The sample size (or data set size) for your analysis should be greater than 30. It really depends on the expected size of the difference between your group and the population value. If you expect a large difference, then you can get away with a smaller sample size. If you expect a small difference, then you likely need a larger sample (30+).

*If your sample size is less than 30 (or you do not know the average or spread of the population), you should run a Single Sample T-Test instead.*

## When to use a Single Sample Z-Test?

You should use a Single Sample Z-Test in the following scenario:

- You want to know if two groups are
**different**on your variable of interest - Your variable of interest is
**continuous** - You have a
**single group** - You have a
**normal variable of interest**(and population average and spread are both known)

Let’s clarify these to help you know when to use a Single Sample Z-Test.

**Difference**

You are looking for a statistical test to see whether two groups are significantly different on your variable of interest. In this case, you want to compare your group with the population average and spread (standard deviation). This is a difference question. Other types of analyses include examining the relationship between two variables (correlation) or predicting one variable using another variable (prediction).

**Continuous Data**

Your variable of interest must be continuous. Continuous means that your variable of interest can basically take on any value, such as heart rate, height, weight, number of ice cream bars you can eat in 1 minute, etc.

Types of data that are NOT continuous include ordered data (such as finishing place in a race, best business rankings, etc.), categorical data (gender, eye color, race, etc.), or binary data (purchased the product or not, has the disease or not, etc.).

**A Single Group**

A Single Sample Z-Test can only be used to compare a single group to a population average and standard deviation (spread) on your variable of interest.

*If you have three or more groups, you should use a One Way Anova analysis instead. If you only have two groups, you should use the Independent Samples Z-Test.*

**Normal Variable of Interest** (and population average and spread known)

Normality was discussed earlier on this page and simply means your plotted data is bell shaped with most of the data in the middle.

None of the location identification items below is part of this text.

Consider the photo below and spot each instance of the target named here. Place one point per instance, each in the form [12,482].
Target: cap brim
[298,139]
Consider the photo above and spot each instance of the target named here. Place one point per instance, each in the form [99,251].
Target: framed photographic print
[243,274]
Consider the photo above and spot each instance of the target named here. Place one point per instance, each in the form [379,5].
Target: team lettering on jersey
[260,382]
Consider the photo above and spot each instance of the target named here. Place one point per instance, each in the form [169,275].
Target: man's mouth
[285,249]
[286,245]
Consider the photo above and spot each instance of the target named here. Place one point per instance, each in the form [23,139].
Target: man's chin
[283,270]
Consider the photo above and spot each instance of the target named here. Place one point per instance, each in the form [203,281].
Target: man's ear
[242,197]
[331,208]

Another requirement for this analysis is that you know the average and standard deviation (spread) values for the population on your variable of interest.

If you actually would like to prove that your data is normal, you can use the Kolmogorov-Smirnov test or the Shapiro-Wilk test.

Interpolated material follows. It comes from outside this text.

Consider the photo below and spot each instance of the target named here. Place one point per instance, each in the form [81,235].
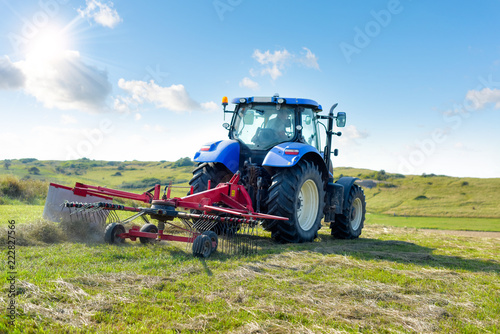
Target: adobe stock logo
[363,37]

## Single Sample Z-Test Example

**Group 1**: Received the experimental medical treatment.

**Population Group**: Population values reported by hospitals across the nation.

**Variable of interest**: Time to recover from the disease in days.

In this example, group 1 is our treatment group because they received the experimental medical treatment. The population group is our control group because they received the control condition.

The null hypothesis, which is statistical lingo for what would happen if the treatment does nothing, is that group 1 and the population group will recover from the disease in about the same number of days, on average. We are trying to determine if receiving the experimental medical treatment will shorten the number of days it takes for patients to recover from the disease.

As we run the experiment, we track how long it takes for each patient to fully recover from the disease. In order to use a Single Sample Z-Test on our data, our variable of interest has to be normally distributed (bell curve shaped). In this case, recovery from the disease in days is normal for both groups.

After the experiment is over, we compare the two groups on our variable of interest (days to fully recover) using a Single Sample Z-Test. When we run the analysis, we get a z-value and a p-value. The z-value is a measure of how different the two groups are on our variable of interest. A p-value is the chance of seeing our results assuming the treatment actually doesn’t do anything. A p-value less than or equal to 0.05 means that our result is statistically significant and we can trust that the difference is not due to chance alone.